Las mujeres atienden con curiosidad expectante todos nuestros relatos cargados de más o menos fantasía, pero enseguida se conjuran y con un "éstos están todos cortados por la misma tijera" nos dejan a nuestras anchas y se concentran todas alrededor de las mesas de los dulces para hablar, mientras picotean, de la suerte que han tenido con nosotros (aunque seamos "raritos"), de los distintos destinos y profesiones de los hijos, de nueras, yernos y consuegras, de dietas, morbideces y michelines, y para copiarse recetas de browni o del bizcocho de yema. Ya habrá lugar, luego a la vuelta, de sonsacarle al marido quién de las tías le ha gustado más, y cúal está más desmejorada. Mujeres. Y el marido, ya escarmentado, dirá sin parpadear que todas están muy buenas para su edad aunque algo ajamonadas.(No me cojáis manía, eh, es de cachondeo). Y se reirán ambos, marido y mujer, al recordar la broma que les ha gastado Miguel Estepa presentándonos a todos a su hija, una belleza de veintitantos años, como si fuera su "segunda".

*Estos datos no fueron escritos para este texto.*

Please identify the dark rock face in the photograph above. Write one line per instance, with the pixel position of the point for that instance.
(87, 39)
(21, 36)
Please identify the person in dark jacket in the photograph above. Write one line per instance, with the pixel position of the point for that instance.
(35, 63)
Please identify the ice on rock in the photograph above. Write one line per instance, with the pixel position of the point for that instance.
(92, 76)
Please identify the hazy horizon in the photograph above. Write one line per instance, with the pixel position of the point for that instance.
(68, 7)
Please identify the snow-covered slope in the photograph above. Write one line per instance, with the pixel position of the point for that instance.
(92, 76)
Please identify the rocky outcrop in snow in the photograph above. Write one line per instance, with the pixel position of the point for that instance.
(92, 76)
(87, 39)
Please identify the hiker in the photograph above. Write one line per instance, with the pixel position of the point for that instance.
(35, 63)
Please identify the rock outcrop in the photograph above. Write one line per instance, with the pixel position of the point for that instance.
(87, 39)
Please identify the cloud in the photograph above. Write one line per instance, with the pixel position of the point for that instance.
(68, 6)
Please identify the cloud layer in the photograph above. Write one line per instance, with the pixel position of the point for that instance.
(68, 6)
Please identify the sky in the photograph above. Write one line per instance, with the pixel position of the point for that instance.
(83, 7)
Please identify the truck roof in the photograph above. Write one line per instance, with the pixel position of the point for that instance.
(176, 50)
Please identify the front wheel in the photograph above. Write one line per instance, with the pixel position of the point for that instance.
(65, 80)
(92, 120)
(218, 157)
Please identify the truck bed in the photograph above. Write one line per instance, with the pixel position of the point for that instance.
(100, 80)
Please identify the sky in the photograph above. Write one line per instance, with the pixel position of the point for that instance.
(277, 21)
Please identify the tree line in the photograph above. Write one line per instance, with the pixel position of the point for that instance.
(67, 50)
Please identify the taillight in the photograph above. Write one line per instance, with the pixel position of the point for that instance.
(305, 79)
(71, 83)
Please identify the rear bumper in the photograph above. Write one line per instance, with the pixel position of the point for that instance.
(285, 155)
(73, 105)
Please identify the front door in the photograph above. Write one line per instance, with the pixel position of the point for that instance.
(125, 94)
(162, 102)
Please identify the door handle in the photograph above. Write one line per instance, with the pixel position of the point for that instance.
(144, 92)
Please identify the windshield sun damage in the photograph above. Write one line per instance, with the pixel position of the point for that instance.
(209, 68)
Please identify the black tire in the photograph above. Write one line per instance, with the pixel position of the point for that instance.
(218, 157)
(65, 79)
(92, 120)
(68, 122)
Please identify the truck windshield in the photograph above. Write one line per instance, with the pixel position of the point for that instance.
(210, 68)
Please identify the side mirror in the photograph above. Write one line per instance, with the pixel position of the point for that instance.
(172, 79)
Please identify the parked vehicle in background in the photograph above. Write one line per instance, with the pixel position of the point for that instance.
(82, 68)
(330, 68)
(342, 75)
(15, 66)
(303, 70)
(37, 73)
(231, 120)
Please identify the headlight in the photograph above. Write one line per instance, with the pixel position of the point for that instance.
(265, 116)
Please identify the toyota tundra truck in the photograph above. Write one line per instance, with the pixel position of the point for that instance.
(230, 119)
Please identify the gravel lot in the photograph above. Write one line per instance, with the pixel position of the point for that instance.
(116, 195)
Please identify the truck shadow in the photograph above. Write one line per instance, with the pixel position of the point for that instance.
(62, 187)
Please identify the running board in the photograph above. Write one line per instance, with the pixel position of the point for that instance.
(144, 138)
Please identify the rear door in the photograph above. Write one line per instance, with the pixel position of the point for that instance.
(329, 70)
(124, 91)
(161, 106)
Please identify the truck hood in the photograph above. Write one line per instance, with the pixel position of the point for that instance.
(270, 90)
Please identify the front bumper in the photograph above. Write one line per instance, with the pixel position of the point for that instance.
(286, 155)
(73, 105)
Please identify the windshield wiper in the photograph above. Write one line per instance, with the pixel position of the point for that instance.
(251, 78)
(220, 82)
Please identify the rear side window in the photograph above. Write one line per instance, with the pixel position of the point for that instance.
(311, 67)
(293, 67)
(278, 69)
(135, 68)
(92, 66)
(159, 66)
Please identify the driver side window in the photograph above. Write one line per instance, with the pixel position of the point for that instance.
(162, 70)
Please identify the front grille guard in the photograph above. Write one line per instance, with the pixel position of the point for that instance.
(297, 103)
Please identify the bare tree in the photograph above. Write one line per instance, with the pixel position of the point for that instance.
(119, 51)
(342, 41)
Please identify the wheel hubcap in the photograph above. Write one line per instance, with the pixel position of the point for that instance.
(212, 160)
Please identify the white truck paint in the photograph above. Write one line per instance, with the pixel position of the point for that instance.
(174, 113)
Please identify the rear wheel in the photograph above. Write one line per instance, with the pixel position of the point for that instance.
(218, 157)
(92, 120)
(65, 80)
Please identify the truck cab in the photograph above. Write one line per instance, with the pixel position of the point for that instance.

La lluvia, pertinaz y cansina, nos ha tenido acorralados en el comedor. Mejor. No ha habido dispersión de gente. Todos con todos. Es la vez que más hemos charlado. Quizás también porque no hemos podido librarnos del acoso del Estepa de antes repartiendo vino de Montalbán con su alcuza ya célebre entre nosotros. Es un tío magnífico, fiel representante de la comunidad de su pueblo, tal vez la más constante en estos encuentros de curillas arrepentidos. Como decía, algunos abuelos se ufanan mostrándonos fotos de sus nietos, pero el Luna se ha presentado con su nieta en directo, una personita de cuatro meses, lindísima, que ha nacido con el encanto de no tener la cara del abuelo y con la inmensa fortuna de compartir con él algo de su corazón.

Ha faltado gente, es verdad. Echamos de menos las ausencias, pero tenemos ya una edad en la que no disponemos de nuestro tiempo como antes. A dos o tres de los habituales les ha tocado este fin de semana cuidar de su padre o de su madre impedidos. Algún otro ha tenido que resolver un problema de última hora con su hijo. Han llamado al móvil de alguien para reafirmar su presencia en espíritu. Pero las ausencias se compensan con nuevas incorporaciones que seguirán en adelante fortaleciendo al grupo. Resulta muy halagüeño comprobar la emoción con que dos nuevos comulgantes nos miran, como si se frotaran los ojos creyendo estar en un sueño imposible. Los dos son de mi curso. Éste de aquí es Molina Pavón, de Córdoba capital. Se mantiene el tío mejor, si cabe, que a los catorce años. Lo recordamos como un chaval larguirucho y endeble, muy aniñado, de los que no jugaban al fútbol. Y viene, prejubilado de la Banca, hecho un figurín. Vive en Málaga y tiene dos hijos. Me comenta emocionado que ya había perdido toda esperanza de reencontrarse con alguien del seminario. El otro es Francisco Sánchez, de Dos Torres. Era un muchacho alto, delgado y fuerte. Jugaba de defensa lateral derecho y era leñero. Muy leñero. A éste le ha cundido más el tiempo. Presume de barriga y papada. Nos enseña con orgullo fotos suyas del seminario formando equipo, todo un atleta, con Jesús Cantarero, José Pablo, Antonio Estepa, Jaime, el Baena, Rebollo...En fin, con los buenos. 

El seminario nos ha dejado muchas cosas buenas. El valor de la amistad ha sido una de las mejores.

Estamos hechos unos carrozones de cuidado. Da igual, que sigamos muchos años así.